Рассел отвечает снисходительной улыбкой.
– Что ж, начинать никогда не поздно.
– У меня создалось впечатление, что многое из происходящего на субатомном уровне имеет чуть ли не религиозную окраску. Спонтанное возникновение материи, сосуществование различных характеристик… Что уже близко к потустороннему.
– Да, полагаю, так оно и есть. В некотором роде.
– А если в целом, космологи склонны к религиозности?
– Не особо. – Рассел барабанит пальцами по своему монолиту. – В этой области и так столько странностей, что религиозного подтекста нам не требуется. В некоторых восточных религиях высказываются идеи, отчасти напоминающие принципы квантовой механики, но сходство тут довольно поверхностное.
– Ну а как насчет христианских мотивов? Что-то может внушить человеку веру в единого всеведущего Бога, способного воскрешать мертвецов?
– Да нет, Господь с вами. Кроме разве что Типлера этого… – Рассел подается вперед. – А что? Не ударилась же Фицджеральд в христианство?
Убийство – еще куда ни шло, намекает его тон, но уж это…
– Едва ли, – успокаивает его Томас. – Разве что христианская доктрина допускает теперь и человеческие жертвоприношения.
– Да. Действительно.
Рассел принимает прежнюю позу – очевидно, удовлетворившись ответом.
– А кто такой Типлер? – спрашивает Томас.
– Что? – Рассел рассеянно моргает. – Ах да. Фрэнк Типлер. Космолог из Тулейна. Заявлял, что располагает экспериментально проверяемыми математическими доказательствами существования Бога. А также загробной жизни, если не ошибаюсь. Несколько лет назад наделал много шуму.
– Вас, я так понимаю, это не впечатлило.
– Вообще-то я не особо вникал. Теология меня не слишком интересует. То есть если физика вдруг докажет, что существует некий бог, или, наоборот, его не существует, то замечательно, но суть вопроса-то не совсем в этом, правда?
– Даже и не знаю. Хотя, как по мне, неслабый такой побочный эффект.
Рассел улыбается.
– Не найдется ли у вас библиографических данных? – интересуется Томас.

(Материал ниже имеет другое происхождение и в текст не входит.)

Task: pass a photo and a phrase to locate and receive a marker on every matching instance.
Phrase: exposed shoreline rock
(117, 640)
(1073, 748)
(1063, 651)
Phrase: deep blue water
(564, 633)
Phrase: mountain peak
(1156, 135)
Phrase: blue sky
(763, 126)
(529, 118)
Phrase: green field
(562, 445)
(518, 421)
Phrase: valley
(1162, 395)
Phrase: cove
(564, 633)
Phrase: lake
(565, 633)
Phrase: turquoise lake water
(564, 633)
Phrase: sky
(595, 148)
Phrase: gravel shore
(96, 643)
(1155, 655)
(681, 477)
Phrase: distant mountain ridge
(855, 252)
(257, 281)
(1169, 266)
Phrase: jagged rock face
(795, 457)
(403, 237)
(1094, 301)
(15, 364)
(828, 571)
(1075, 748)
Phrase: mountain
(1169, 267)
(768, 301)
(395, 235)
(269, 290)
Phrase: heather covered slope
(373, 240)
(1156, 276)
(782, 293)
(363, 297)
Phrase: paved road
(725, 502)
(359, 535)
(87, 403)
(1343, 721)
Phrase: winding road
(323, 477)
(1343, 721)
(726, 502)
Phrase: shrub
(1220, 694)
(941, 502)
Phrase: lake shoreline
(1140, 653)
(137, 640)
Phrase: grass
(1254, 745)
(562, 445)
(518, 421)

– Ну разумеется. Минутку. – Скормив терминалу компакт-диск, Рассел пробегается по клавиатуре. «Сан» ровно гудит. – Да, вот оно: «Физика бессмертия: современная космология, Бог и воскресение мертвых». 1994 год, автор Фрэнк Дж. Типлер. Могу распечатать полные данные, если хотите.

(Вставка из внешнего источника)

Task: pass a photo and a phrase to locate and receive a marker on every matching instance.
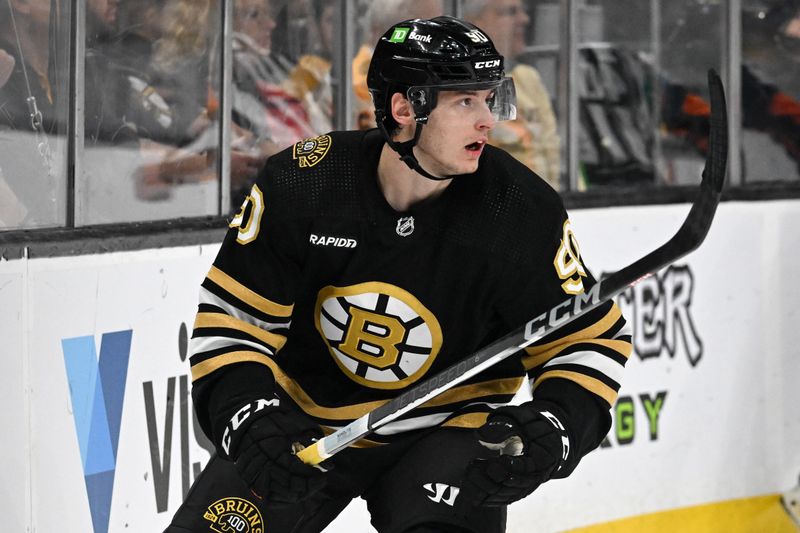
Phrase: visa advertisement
(101, 437)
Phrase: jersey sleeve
(590, 352)
(245, 309)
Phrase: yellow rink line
(762, 514)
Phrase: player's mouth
(476, 147)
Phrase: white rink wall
(708, 411)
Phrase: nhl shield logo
(309, 152)
(405, 226)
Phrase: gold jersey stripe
(349, 412)
(248, 296)
(468, 420)
(538, 355)
(589, 383)
(221, 320)
(204, 368)
(624, 348)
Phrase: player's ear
(402, 111)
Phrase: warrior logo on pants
(230, 515)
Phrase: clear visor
(503, 103)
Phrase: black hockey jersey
(347, 302)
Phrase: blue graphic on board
(97, 389)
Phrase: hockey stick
(688, 237)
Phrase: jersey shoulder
(509, 211)
(317, 176)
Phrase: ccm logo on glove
(242, 415)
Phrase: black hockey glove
(532, 446)
(263, 451)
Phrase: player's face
(457, 131)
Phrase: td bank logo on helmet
(399, 35)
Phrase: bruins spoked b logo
(380, 335)
(234, 515)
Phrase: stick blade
(717, 159)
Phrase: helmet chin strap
(406, 150)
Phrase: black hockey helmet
(419, 58)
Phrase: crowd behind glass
(146, 140)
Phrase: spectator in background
(262, 104)
(28, 116)
(532, 138)
(6, 66)
(379, 16)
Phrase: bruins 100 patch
(234, 514)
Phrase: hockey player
(351, 274)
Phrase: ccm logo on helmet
(487, 64)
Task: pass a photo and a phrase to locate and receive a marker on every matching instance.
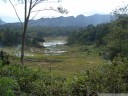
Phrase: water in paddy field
(52, 46)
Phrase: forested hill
(80, 21)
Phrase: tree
(117, 38)
(29, 5)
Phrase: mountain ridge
(80, 21)
(71, 21)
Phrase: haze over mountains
(79, 21)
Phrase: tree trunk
(24, 33)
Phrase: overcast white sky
(75, 7)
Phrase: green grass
(68, 64)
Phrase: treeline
(10, 34)
(89, 35)
(111, 36)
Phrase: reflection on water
(52, 47)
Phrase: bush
(9, 87)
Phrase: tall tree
(29, 5)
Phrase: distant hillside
(80, 21)
(1, 22)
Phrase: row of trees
(29, 6)
(111, 36)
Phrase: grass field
(68, 64)
(76, 60)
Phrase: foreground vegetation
(96, 61)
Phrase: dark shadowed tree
(29, 5)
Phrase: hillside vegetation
(95, 61)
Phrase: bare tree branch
(16, 12)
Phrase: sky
(75, 7)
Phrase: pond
(53, 44)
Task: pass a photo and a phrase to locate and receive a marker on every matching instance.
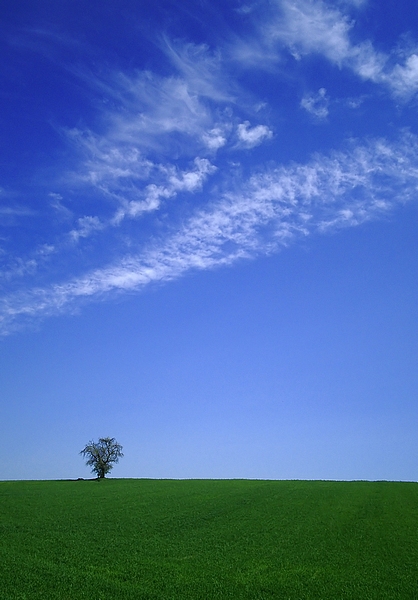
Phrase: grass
(207, 539)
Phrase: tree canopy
(102, 455)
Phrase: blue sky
(208, 237)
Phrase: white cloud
(317, 27)
(85, 227)
(265, 213)
(249, 137)
(316, 104)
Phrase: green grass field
(206, 539)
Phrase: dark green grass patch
(204, 539)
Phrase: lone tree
(101, 455)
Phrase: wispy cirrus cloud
(268, 211)
(316, 104)
(309, 27)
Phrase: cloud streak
(268, 211)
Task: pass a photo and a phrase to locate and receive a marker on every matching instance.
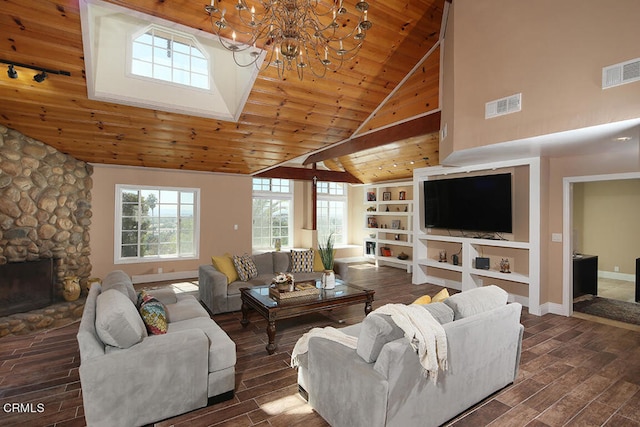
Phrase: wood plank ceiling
(282, 120)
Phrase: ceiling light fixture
(296, 34)
(42, 72)
(11, 72)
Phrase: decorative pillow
(224, 264)
(153, 313)
(376, 331)
(245, 267)
(440, 296)
(424, 299)
(264, 263)
(478, 300)
(118, 323)
(302, 261)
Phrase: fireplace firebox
(25, 286)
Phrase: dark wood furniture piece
(259, 300)
(585, 275)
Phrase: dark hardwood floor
(573, 372)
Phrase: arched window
(161, 54)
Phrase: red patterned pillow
(154, 314)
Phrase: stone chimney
(45, 207)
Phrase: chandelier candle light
(296, 34)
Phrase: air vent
(500, 107)
(622, 73)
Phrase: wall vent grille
(622, 73)
(500, 107)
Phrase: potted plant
(327, 255)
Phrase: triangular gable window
(161, 54)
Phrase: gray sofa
(131, 378)
(221, 297)
(380, 382)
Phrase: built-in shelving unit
(521, 249)
(388, 223)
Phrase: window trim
(117, 227)
(345, 212)
(194, 42)
(272, 195)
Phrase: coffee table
(258, 299)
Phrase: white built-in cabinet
(388, 223)
(520, 248)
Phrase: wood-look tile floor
(574, 372)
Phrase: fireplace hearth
(26, 286)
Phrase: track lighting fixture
(40, 77)
(43, 73)
(11, 72)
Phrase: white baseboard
(616, 275)
(552, 308)
(519, 298)
(161, 277)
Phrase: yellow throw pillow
(224, 264)
(440, 296)
(424, 299)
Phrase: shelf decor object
(388, 223)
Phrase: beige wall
(552, 52)
(566, 167)
(608, 224)
(225, 201)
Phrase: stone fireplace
(45, 208)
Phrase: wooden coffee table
(258, 299)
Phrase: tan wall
(552, 52)
(225, 201)
(609, 225)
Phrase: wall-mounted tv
(472, 203)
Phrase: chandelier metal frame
(295, 34)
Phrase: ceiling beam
(420, 126)
(302, 174)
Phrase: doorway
(600, 215)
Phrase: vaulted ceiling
(377, 117)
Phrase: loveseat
(380, 383)
(130, 377)
(219, 285)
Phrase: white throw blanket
(333, 334)
(425, 334)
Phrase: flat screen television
(472, 203)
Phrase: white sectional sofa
(131, 378)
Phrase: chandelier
(294, 34)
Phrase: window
(156, 223)
(331, 211)
(164, 55)
(272, 206)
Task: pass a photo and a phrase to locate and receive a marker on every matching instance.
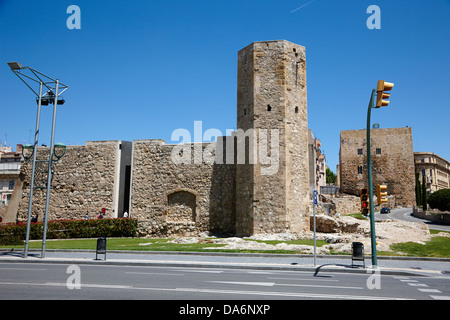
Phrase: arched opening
(182, 206)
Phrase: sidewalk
(387, 265)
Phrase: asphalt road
(38, 281)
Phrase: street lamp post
(381, 87)
(52, 95)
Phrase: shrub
(440, 200)
(69, 229)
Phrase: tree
(331, 177)
(418, 190)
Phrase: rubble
(338, 232)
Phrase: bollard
(101, 247)
(358, 252)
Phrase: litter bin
(358, 252)
(101, 247)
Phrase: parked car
(385, 210)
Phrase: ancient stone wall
(84, 181)
(273, 197)
(171, 198)
(392, 162)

– Будьте добры. Так что у него были за доказательства?
Профессор демонстрирует нечто, отдаленно схожее с улыбкой.
– В двадцати – тридцати словах, – добавляет Томас. – Для дураков.
– Что ж, – произносит Рассел, – по существу, он утверждал, будто через миллиарды лет жизнь встроится в некое грандиозное вычислительное устройство, работающее на квантовых эффектах, чтобы избежать гибели, когда Вселенная схлопнется.
– Я думал, Вселенная не намерена схлопываться, – перебивает Томас. – Доказали ведь вроде бы, что она просто будет расширяться…
– Только в прошлом году, – сухо бросает Рассел. – Я могу продолжать?
– Да, конечно.
– Благодарю. Как уже было сказано, Типлер утверждал, будто миллиарды лет спустя жизнь встроится в некое грандиозное вычислительное устройство, работающее на квантовых эффектах, чтобы избежать гибели, когда Вселенная схлопнется. Неотъемлемой частью данного процесса станет точное воспроизведение всего, что происходило во Вселенной до этого момента, вплоть до квантового уровня, а также всех возможных вариаций этих событий.
Из принтера, примостившегося возле стола, вылезает бумажный язык. Рассел выдергивает его и передает Томасу.
– То есть бог – это суперкомпьютер из конца времен? И все мы возродимся в некой смоделированной реальности, матери всех симуляций?
– Ну… – Рассел колеблется. Похоже, карикатурная формулировка причиняет ему физическую боль. – Можно сказать и так, – с неохотой признает он. – В двадцати – тридцати словах, как вы выразились.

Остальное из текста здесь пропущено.